Here's a step-by-step calculation:
(a) ΔH°rxn:
The product is styrene (C6H5--CH==CH2), and the reactant is ethylbenzene (C6H5--CH2CH3).
ΔH°rxn = ΔH°styrene - ΔH°ethylbenzene
= (103.8 kJ/mol) - (-12.5 kJ/mol)
= 116.3 kJ/mol
Therefore, ΔH°rxn at 298 K is 116.3 kJ/mol.
(b) ΔG°rxn:
Using a similar methodology:
ΔG°rxn = ΔG°styrene - ΔG°ethylbenzene
= (202.5 kJ/mol) - (119.7 kJ/mol)
= 82.8 kJ/mol
Therefore, ΔG°rxn at 298 K is 82.8 kJ/mol.
(c) ΔS°rxn:
Again, using the same method:
ΔS°rxn = ΔS°styrene - ΔS°ethylbenzene
= (238 J/mol*K) - (255 J/mol*K)
= -17 J/mol*K
Therefore, ΔS°rxn at 298 K is -17 J/mol*K.

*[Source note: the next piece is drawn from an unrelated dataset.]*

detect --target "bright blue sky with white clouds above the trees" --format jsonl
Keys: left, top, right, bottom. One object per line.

To find the equilibrium constant (K) at 600 degrees, we can use the equation:
ΔG°rxn = -RT ln(K)
First, we need to convert the temperature to Kelvin:
600 degrees Celsius = 873 K.
Then, the equation becomes:
82.8 kJ/mol = -(8.314 J/mol*K)(873 K) ln(K)
Simplifying:
82.8 kJ/mol = -7243 J ln(K)
Dividing both sides by -7243 J:
ln(K) = -0.0114
Taking the exponential of both sides:
K = e^(-0.0114)
Calculating this:
K ≈ 0.988
Therefore, the equilibrium constant (K) at 600 degrees is approximately 0.988.